Reading you guys responses is making me think...would I prefer the flip side of he not talking about the negative at all and feeling like he has to bottle it up?
Someone who is always grumpy is unhappy in his life...
Now if it bothers you that he is always grumpy, tell him how bad he makes you feel in these cases and tell him how much you love when he's just normal: remind him the few times it happened. And explain to him how it will make everything easier for you if he could durn down being so grumpy.
People don't change, but in their deeper character traits only. This is more a question of being positive when he's around you, which should be quite obvious to him...
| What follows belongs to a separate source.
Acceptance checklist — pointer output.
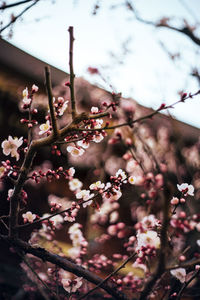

I don't know how old he is, but if he hasn't understood that life is not a paradise yet, you might want to tell him that it's like that, and that you like him, but you don't appreciate his permanent rants, that it takes a little bit of efforts in order to stay in a relationship, and that being a little bit more positive would certainly help you feel better too.
Then see how much it is important for you. The problem with feelings is that they make you accept things from a bf/gf, that you wouldn't accept from an acquaintance or a friend. Then time passes, feelings always fade a little, and this is the kind of behavior al details that change from unnoticed/tolerated to unforgivable.
Every guy you date is going to be wired a little different. This one seems to be negative most of the time. What does he do that you like that other guys don't do? If he is negative 70% of the time, how is he for the other 30%. Are you going to try to tell me that you are positive 100% of the time, because nobody is. Without balance, a relationship will be very one sided...
Yuck. You don't need to be with an energy sapper. Dump the guy. Seriously. Life is too short. Notice how fast time started going by once you reached 30? It just goes faster as you get older. Don't spend your precious time on this planet trying to soothe the disthymics.
Problems are problems mentioning deal breakers is a serious statement. Don't settle and give it ample thought. I'm serous. my relationship was riddled with red flags but I married him anyway. DON'T SETTLE AND LISTEN TO YOUR GUT!.